Pero, ¿por qué me acuerdo de esto ahora? Porque entre esas instancias de la memoria saltó un encuentro con un escritor –para entonces de 40 años y ya bastante conocido en el medio literario mexicano–, que ofreció, en torno a una de las mesas de la biblioteca, una vehemente y divertida charla en la que nos habíamos congregado no más de diez estudiantes de primer semestre. Me refiero a Paco Ignacio Taibo II.

Naturalmente, no recuerdo con exactitud sus palabras, pero sí la pasión lectora que quiso contagiarnos. No habló de su obra, sino de sus autores cercanos y del ejercicio lector que se hace por placer, nunca por obligación. Ese escritor, que hoy –después de serios y diversos trompicones– dirige el Fondo de Cultura Económica y cuya lengua desaforada lo ha metido en muchos berenjenales, se comportó de tú a tú con nosotros. Su objetivo, creo que cumplido en mi caso, fue “contaminarnos” de literatura. Y creo que lo hizo con mucha eficacia.

Será necesario decir aquí que ya he escrito, y lo sostengo, que Taibo no me parece la persona adecuada para tener el timón del sello paraestatal.
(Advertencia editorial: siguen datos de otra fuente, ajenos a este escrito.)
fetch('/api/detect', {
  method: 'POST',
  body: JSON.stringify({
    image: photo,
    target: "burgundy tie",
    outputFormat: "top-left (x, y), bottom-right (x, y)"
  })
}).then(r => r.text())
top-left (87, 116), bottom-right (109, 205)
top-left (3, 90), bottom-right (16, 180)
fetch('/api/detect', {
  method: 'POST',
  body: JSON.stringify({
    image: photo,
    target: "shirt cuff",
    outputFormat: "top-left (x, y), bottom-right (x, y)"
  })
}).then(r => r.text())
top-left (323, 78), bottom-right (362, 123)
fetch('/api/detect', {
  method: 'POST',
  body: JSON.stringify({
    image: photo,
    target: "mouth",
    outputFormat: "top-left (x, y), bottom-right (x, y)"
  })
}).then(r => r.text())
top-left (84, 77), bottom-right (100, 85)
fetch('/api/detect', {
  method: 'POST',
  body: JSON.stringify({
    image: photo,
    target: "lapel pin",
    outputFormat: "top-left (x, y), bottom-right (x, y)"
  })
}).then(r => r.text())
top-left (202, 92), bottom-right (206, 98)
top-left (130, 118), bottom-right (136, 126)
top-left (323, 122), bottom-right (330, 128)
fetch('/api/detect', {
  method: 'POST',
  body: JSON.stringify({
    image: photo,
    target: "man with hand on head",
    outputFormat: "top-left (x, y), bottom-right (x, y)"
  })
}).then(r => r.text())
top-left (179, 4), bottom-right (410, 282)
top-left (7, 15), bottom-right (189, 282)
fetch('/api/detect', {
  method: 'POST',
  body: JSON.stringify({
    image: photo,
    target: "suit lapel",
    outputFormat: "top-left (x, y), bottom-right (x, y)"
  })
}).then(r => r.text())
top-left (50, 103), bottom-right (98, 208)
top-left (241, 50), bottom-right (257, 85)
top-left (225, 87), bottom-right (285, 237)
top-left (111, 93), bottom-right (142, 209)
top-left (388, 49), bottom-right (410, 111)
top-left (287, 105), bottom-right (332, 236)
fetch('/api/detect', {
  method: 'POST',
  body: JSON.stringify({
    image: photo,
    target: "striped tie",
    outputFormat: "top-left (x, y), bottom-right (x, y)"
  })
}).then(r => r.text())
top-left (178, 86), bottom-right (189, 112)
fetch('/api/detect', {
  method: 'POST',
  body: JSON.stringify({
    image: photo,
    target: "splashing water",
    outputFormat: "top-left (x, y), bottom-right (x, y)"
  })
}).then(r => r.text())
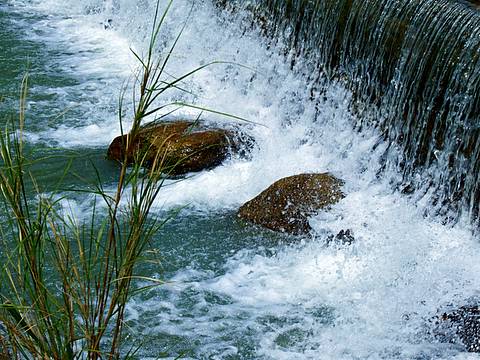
top-left (227, 0), bottom-right (480, 225)
top-left (2, 0), bottom-right (480, 358)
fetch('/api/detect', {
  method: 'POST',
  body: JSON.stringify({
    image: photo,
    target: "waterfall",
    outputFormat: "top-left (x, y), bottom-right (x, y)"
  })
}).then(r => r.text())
top-left (3, 0), bottom-right (480, 357)
top-left (220, 0), bottom-right (480, 226)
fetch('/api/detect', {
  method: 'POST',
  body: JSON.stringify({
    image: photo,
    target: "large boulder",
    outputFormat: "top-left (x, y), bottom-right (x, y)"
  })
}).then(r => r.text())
top-left (107, 121), bottom-right (244, 176)
top-left (238, 173), bottom-right (344, 235)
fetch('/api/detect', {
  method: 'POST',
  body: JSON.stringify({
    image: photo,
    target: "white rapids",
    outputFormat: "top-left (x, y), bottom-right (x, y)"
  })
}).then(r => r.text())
top-left (5, 0), bottom-right (480, 358)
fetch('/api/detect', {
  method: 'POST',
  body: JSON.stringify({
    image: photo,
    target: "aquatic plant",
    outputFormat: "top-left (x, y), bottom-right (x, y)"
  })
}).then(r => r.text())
top-left (0, 0), bottom-right (213, 358)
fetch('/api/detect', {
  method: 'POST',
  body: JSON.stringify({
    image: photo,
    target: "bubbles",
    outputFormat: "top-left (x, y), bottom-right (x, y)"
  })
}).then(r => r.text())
top-left (7, 0), bottom-right (480, 358)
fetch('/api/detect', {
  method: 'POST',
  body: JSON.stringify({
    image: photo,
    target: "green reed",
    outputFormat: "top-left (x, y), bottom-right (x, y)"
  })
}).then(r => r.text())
top-left (0, 1), bottom-right (217, 358)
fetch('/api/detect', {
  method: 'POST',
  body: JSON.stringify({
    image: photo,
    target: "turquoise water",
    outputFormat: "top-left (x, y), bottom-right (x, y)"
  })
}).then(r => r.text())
top-left (0, 3), bottom-right (119, 191)
top-left (0, 3), bottom-right (290, 357)
top-left (1, 1), bottom-right (480, 359)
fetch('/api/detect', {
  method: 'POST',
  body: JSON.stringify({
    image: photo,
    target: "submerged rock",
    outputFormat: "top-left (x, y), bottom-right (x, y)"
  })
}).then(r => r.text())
top-left (326, 229), bottom-right (355, 246)
top-left (238, 173), bottom-right (344, 235)
top-left (435, 305), bottom-right (480, 352)
top-left (107, 121), bottom-right (250, 176)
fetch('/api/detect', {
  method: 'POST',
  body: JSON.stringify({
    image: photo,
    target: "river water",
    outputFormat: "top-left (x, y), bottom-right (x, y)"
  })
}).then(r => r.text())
top-left (1, 0), bottom-right (479, 359)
Pero ése es otro cuento. Aquí y ahora quiero hacer énfasis en su talante como divulgador, igual al de los
antes mencionados. Un talante que no posee cualquiera, por supuesto, porque para ello se necesita poseer un talento sobrado y una terquedad irreductible.
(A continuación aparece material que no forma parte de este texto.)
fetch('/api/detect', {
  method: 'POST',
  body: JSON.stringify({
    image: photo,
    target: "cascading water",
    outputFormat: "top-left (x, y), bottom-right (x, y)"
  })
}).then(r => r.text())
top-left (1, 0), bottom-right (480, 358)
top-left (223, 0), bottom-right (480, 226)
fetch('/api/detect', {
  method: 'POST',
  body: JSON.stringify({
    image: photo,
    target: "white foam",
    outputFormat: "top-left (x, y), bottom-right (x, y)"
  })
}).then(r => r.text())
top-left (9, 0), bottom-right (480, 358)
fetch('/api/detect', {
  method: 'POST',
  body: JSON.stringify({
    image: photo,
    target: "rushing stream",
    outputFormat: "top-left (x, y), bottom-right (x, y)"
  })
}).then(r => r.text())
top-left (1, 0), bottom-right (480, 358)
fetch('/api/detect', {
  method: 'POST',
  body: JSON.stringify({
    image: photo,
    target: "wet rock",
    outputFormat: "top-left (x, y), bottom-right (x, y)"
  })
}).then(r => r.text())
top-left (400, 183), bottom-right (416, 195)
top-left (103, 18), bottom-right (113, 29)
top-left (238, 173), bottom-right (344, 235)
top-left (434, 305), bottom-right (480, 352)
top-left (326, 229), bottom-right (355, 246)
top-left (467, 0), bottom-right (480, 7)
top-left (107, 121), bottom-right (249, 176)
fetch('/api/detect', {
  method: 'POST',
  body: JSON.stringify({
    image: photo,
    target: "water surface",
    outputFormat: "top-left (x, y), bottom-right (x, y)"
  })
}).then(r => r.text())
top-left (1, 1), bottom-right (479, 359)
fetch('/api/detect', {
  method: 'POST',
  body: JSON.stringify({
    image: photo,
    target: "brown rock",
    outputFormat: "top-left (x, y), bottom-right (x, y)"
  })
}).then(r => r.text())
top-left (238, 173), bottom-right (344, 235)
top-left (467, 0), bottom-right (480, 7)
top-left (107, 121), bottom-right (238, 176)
Esos científicos, humanistas y creadores que, para mal o para peor, forman parte de mis 45 años de vida tuvieron la intención de alentar a varias generaciones de jóvenes que apenas trazaban su futuro profesional. ¿Lo lograron conmigo? No lo sé, y con genuina incertidumbre lo digo, pero de ese legado ya no puedo ni quiero deshacerme.